Le concept d'intelligence économique est-il opérationnel pour répondre
aux défis auxquels font face les économies émergentes dans le nouvel
environnement concurrentiel produit par la mondialisation ?
C'est à cette question que des spécialistes ont tenté de répondre au cours d'une
rencontre internationale qui s'est déroulée à Tétouan en novembre 2004.
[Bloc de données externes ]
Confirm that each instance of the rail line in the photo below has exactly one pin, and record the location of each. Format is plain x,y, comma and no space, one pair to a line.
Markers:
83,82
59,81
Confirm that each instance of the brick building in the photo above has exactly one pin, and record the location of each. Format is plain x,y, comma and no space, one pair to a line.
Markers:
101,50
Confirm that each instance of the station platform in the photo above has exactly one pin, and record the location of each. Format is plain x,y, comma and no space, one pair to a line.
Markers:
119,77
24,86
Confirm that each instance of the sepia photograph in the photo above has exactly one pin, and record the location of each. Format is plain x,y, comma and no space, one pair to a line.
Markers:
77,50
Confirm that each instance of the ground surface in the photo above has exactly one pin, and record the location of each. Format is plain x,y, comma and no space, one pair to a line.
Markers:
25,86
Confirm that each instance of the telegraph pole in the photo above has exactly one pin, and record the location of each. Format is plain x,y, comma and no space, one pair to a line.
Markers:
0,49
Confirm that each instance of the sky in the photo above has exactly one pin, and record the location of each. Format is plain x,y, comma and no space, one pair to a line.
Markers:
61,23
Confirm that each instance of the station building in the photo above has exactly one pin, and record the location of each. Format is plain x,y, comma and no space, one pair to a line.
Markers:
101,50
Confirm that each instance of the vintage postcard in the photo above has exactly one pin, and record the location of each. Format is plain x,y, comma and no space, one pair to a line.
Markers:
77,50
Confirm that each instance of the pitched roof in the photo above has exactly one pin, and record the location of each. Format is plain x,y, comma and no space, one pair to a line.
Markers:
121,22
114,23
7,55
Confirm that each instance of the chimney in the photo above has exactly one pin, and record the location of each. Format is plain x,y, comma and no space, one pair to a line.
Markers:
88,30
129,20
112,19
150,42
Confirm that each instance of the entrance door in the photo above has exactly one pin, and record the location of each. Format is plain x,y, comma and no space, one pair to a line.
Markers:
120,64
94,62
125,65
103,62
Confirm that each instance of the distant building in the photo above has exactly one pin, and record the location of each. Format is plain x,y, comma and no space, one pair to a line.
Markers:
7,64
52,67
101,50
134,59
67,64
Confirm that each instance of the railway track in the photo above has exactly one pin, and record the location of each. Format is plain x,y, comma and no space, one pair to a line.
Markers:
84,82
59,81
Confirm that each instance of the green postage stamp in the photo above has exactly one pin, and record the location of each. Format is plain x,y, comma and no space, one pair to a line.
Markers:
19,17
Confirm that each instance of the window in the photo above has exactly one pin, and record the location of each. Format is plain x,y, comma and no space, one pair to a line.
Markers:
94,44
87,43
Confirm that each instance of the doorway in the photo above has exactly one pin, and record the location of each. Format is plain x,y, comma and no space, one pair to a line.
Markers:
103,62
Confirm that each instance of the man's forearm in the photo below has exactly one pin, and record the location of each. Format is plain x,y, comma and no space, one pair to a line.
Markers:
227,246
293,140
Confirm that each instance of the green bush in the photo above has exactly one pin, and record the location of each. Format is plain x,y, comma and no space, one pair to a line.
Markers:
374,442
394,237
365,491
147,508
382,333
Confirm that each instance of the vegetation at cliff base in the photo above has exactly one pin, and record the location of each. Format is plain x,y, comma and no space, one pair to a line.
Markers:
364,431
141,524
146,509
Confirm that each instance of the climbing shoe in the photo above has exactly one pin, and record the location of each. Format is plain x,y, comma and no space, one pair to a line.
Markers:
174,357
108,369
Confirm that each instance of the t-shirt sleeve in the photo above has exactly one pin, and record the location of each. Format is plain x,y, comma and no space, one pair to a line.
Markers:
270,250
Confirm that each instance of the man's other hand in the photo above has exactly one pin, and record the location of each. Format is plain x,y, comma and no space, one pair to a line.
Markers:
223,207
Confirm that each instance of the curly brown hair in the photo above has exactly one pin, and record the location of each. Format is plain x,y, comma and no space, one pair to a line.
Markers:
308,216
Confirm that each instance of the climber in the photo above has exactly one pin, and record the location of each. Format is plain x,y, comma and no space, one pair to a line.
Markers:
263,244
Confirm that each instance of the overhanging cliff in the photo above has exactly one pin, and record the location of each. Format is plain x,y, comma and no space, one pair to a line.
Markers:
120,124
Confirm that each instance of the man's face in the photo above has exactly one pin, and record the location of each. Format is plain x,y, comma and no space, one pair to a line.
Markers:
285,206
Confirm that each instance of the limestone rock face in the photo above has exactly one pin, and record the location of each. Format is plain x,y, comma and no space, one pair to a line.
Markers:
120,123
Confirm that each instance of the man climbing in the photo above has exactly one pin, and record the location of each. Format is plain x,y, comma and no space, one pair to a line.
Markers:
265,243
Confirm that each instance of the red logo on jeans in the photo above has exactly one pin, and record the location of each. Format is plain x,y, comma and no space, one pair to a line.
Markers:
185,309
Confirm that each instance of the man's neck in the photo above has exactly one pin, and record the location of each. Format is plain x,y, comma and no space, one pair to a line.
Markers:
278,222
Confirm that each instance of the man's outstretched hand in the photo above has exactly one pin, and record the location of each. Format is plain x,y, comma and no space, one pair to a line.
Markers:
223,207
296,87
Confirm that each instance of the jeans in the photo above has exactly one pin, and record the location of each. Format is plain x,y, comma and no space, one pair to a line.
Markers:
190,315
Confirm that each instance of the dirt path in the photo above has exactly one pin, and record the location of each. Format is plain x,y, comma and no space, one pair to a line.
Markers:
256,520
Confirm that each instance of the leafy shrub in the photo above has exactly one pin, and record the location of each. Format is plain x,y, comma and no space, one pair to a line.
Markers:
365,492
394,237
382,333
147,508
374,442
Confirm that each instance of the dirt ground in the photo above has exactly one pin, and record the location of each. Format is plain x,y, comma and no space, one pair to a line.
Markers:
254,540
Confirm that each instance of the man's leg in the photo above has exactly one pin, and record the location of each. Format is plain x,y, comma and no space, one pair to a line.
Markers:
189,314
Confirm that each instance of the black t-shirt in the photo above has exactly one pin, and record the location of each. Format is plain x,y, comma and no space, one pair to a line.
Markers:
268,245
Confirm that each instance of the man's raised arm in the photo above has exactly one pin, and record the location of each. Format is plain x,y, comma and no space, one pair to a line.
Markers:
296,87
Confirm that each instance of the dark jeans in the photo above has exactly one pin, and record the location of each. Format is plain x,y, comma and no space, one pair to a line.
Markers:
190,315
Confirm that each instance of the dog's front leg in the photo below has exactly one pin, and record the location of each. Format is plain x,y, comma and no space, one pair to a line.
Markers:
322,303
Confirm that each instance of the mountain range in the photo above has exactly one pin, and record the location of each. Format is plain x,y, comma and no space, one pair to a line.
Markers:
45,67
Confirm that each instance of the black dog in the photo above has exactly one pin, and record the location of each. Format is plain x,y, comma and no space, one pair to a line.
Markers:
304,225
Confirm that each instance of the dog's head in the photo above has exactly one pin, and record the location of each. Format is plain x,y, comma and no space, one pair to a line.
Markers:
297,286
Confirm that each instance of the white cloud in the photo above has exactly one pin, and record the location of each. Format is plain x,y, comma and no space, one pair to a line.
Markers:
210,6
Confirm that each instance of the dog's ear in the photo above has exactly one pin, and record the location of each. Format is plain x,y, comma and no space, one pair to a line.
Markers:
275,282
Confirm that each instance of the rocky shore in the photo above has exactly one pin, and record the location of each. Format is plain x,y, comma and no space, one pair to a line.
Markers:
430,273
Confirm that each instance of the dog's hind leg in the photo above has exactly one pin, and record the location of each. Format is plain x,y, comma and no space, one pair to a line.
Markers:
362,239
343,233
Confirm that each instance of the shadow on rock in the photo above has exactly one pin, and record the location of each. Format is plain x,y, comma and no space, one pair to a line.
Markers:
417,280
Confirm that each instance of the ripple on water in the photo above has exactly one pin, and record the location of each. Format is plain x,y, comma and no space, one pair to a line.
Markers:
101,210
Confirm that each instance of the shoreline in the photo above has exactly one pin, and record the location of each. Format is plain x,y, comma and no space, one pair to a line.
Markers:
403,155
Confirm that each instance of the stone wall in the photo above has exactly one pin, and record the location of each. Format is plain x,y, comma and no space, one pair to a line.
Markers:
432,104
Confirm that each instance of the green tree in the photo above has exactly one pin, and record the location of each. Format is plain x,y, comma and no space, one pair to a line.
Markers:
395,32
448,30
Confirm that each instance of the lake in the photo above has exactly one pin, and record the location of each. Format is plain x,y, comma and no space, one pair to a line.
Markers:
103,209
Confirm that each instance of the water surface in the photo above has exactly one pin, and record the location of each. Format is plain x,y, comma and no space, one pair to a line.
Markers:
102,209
Il faut voir dans ce concept un prolongement de l'économie de la connaissance,
qui elle-même indique un dépassement de la fonction de production classique : la
concurrence entre firmes se déplace de plus en plus en amont, vers la conception
des produits et des procédés, là où les découvertes et leur exploitation peuvent
donner un avantage concurrentiel durable aux premiers venus. L'autre relève de
l'économie de l'information. Ce mouvement implique la mobilisation importante
de ressources, notamment en formation, et en capital humain, pour pouvoir
dominer ces connaissances. Les économies émergentes peuvent-elles s'engager
dans ce mouvement, réaliser des raccourcis en accumulant les savoirs, les
expériences qui les rendent capables de se mesurer avec ce qui se fait dans les
économies avancées ? Il subsiste des pesanteurs structurelles évidentes en dépit
des moyens mobilisés. La domination des nouvelles technologies de l'information
et de la communication par les nations développées et les grands groupes
industriels induit-elle le même type de hiérarchisation des systèmes productifs,
assignant une place spécifique aux économies émergentes, ou bien, au contraire,
laisse-t-elle ouverte des «fenêtres d'opportunités» aux économies émergentes qui
ont su se déplacer vers l'amont, sur des segments précis, là où on produit la
connaissance ? Ces économies ne restent-elles pas des prestataires des grandes
firmes occidentales, dans une relation de sous-traitance et dans le meilleur des cas
de co-traitance ? Les connaissances accumulées, dans ce sens, contribuent-elles à
engendrer des externalités positives, à endogénéiser des savoir-faire induits par
la coopération industrielle ? Telles sont les questions centrales auxquelles des
chercheurs, des experts et des opérateurs publics et privés ont tenté de répondre.